Enter into all this lunacy Uncle Caleb (Kenny Johnson).  Having left Dylemma, he comes to find Norma, unaware that she is dead.  Once he learns this, Caleb is devastated.  Things are not helped by the emergence of Chick (Ryan Hurst).  Chick and Norman have come to a business arrangement: Chick will bring animals for Norman to stuff and then sell them to art collectors, splitting the profits.  Chick taunts Caleb with the knowledge that Caleb had raped Norma, but Caleb, like Romero, connects Norma's death to Norman's actions. 

Caleb, in a rage, goes to the house, where he makes a shocking discovery: Norma's body, frozen, all dressed.  He's knocked out, and Chick, who followed Caleb, comes across a scene that is so insane that he takes it all quite well: Norma's corpse, Caleb on the floor, and Norman, in full drag, telling him, "Well, now you know my secret.  I'm still alive".

We've had crazy in Bates Motel before, but few episodes, at least to my memory, have been flat-out bonkers as The Convergence of the Twain.  It has Freddie Highmore's best performance so far, one that would be considered a strong one for Emmy consideration if not for the Television Academy's fixation on ignoring the show altogether.  From Norman's smugness and self-righteousness at taunting Romero and looking down his nose at Sam to his ability to 'be Norma', Highmore really pushes himself.  We see the darkness and arrogance that Norman has, along with his conflicting emotions over Madeleine.  He dominates The Convergence of the Twain, and makes the difference between Norman and Norma believable, even frightening.
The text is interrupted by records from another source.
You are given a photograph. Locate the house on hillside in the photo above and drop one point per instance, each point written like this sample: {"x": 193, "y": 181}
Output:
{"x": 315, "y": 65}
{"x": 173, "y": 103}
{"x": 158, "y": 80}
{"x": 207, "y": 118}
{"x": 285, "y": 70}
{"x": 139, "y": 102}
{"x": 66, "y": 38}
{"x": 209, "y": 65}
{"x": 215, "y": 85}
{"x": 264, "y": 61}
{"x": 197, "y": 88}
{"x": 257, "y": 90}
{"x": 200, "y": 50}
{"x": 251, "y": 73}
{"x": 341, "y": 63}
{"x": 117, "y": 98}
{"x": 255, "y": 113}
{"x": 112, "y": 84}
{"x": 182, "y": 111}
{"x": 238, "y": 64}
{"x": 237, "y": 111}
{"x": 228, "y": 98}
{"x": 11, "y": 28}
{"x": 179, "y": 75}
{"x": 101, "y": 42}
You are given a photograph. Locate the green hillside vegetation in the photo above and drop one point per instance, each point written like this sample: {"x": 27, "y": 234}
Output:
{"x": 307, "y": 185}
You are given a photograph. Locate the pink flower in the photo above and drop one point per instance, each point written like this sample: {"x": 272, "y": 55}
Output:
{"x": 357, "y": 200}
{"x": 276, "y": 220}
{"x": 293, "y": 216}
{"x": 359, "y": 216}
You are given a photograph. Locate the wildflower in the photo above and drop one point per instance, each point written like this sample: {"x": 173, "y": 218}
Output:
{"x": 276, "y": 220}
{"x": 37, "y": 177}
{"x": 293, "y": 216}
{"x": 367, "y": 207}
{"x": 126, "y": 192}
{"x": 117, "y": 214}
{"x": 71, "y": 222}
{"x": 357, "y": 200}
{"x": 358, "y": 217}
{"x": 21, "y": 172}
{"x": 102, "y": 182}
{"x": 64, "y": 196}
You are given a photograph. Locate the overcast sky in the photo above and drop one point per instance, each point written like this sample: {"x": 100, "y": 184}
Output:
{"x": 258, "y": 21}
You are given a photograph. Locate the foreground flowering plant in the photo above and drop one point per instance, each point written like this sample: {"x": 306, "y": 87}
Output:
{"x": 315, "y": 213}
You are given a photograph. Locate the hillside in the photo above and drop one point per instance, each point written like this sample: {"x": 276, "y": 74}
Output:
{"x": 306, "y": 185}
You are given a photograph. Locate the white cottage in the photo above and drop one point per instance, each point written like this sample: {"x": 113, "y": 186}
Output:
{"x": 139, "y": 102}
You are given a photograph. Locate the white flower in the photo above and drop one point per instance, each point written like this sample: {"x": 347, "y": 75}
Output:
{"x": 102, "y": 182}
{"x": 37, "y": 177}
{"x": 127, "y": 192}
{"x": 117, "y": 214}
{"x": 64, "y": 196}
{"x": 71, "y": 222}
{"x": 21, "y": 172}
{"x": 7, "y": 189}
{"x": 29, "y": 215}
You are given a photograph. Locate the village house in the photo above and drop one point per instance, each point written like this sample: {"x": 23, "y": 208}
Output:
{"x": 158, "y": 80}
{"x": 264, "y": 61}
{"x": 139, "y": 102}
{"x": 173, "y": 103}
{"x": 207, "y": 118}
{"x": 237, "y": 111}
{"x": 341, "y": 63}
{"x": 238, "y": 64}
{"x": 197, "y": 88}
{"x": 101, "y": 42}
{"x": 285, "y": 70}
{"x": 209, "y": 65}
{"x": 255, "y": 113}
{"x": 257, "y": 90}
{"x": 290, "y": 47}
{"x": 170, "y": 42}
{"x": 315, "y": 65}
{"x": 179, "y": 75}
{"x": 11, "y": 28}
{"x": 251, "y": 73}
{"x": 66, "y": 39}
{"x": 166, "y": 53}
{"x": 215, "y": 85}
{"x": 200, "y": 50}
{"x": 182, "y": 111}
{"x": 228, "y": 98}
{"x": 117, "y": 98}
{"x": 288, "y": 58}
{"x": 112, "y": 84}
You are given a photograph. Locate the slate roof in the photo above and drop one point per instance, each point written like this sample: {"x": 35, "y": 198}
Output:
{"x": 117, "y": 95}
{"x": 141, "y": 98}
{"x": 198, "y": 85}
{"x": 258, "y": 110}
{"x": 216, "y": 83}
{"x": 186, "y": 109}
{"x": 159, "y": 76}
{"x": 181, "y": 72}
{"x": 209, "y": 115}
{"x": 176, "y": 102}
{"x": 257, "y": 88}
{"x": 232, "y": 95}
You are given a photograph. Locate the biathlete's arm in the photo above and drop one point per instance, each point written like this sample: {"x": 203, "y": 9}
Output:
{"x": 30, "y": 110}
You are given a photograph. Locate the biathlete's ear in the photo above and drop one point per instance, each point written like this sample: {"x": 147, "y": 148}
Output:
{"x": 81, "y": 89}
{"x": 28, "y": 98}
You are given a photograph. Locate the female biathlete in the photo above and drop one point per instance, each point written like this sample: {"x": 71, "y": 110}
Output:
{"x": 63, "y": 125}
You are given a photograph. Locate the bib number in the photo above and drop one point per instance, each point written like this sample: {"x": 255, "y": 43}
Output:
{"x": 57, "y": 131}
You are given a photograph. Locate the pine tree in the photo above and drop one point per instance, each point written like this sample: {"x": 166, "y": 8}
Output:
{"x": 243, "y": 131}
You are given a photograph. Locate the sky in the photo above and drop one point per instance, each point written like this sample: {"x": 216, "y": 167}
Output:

A highlight is the editing when Norman and 'Norma' are carrying on a conversation with the bartender (who was polishing the glass...I don't go to bars often, but is that ALL bartenders do?).  Not only is the editing itself really first-rate, but how the conversation flows between the 'three' of them.  It got to the point where I expected Norma to lose control and flirt with the bartender, which would have been stranger since from the bartender's perspective, it would have been Norman who was doing the flirting.  It was such a bizarre, surreal scene, one elevated by the writing, the editing, and Highmore and Farmiga's performance.

This as I said, is the first Bates Motel episode where Chick didn't annoy me.  He even appeared to be one of the few sane people in White Pine Bay, and his surprisingly calm reaction to witnessing the lunacy, a very soft "Holy S-hit", is almost wryly amusing.  Here he comes in to a dead woman all dressed in fine clothes, his enemy on the floor having been knocked out by a young man (22 if we go by the name on the joint tombstone, Norman born in 1995, Norma Louise: 1974-2015) dressed as the dead woman, complete with wig.

It's all pretty bonkers, but Chick takes it all in remarkably well. 

We also integrated the Loomis story into things in a way different from that of Psycho.  McNally is wonderful as the sweet, slightly flirtatious Madeleine and Nichols matches her as the slightly sleazy but not horrible Sam.

A few things didn't quite work.  One wonders why we went to Emma and Dylan at all, but it's not a surprise given how Bates Motel has struggled to integrate them into the show.   Johnson's grieving at Norma's grave was a bit over-the-top for me, and the Romero storyline better start paying dividends soon. 

Still, apart from that, The Convergence of the Twain gave us more cray-cray, which from Bates Motel, is what one loves the most.